Model output improved by data assimilation

The key point in this figure is that WACCM+DART captures both the stratosphere warming and mesosphere cooling that are seen in the observations. Also seen in the specified-dynamics version of WACCM, the elevated stratopause that forms at high altitudes around day 30 descends too fast compared to the observations. The elevated stratopause is maintained at a high altitude in the WACCM+DART simulation. This has implications for the descent of species from the mesosphere into the stratosphere. Accurate representation of the mesosphere dynamics is important for the ionosphere variability during sudden stratosphere warming events. (Figure courtesy of Nick Pedatella, HAO)

Because observations and model predictions both have errors, it is important to quantify this uncertainty when making forecasts. DART’s ensemble data assimilation methods provide modelers with sets of equally likely initial conditions for producing an ensemble of forecasts. Differences between these forecasts give information that can help scientists identify the most important shortcomings in individual models. DART ensemble assimilation tools can also help modelers ‘tune’ parameters in their models so model forecasts better fit observations.

A recent example of how DART benefits model development appears in the figure at right. Nick Pedatella (HAO) applied DART to the Whole Atmosphere Community Climate Model (WACCM) and used DART to quickly improve the model’s ability to produce short-term forecasts. DART helped him analyze the model’s outputs to identify the types of issues that could be involved. The model developers then addressed those issues in the model’s code and significantly improved its predictions. This work is valuable to three NCAR labs: CGD developed the WACCM dynamics, HAO provided code development for WACCM to simulate space weather, and ACOM uses WACCM for high-altitude atmospheric chemistry. The figure compares model short term forecasts generated with DART (top) to another method of making the model close to observations (specified dynamics WACCM, middle) and the available observations (bottom).

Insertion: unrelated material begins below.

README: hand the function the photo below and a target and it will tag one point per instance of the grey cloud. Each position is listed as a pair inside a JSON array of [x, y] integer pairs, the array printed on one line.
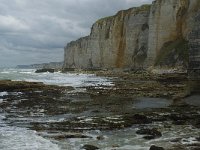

Data assimilation – with its comparison of model outputs to observations – is a key technology for modeling because it is the best method we have to evaluate and validate prediction models. We have only recently developed the capability to perform data assimilation on climate models. Historically, it has been too difficult and expensive for modeling groups to do that, but as computers have become more capable and software such as DART has been developed, validation of model predictions is now practical. The ongoing development and improvement of models requires scientific assurance that a model is producing accurate forecasts for the right reasons. Data assimilation helps developers progress from a model that produces something that isn’t right, to understanding why it isn’t right, to code changes that produce consistently accurate results. Finally, data assimilation adds meaning to those results by quantifying the uncertainty in model predictions.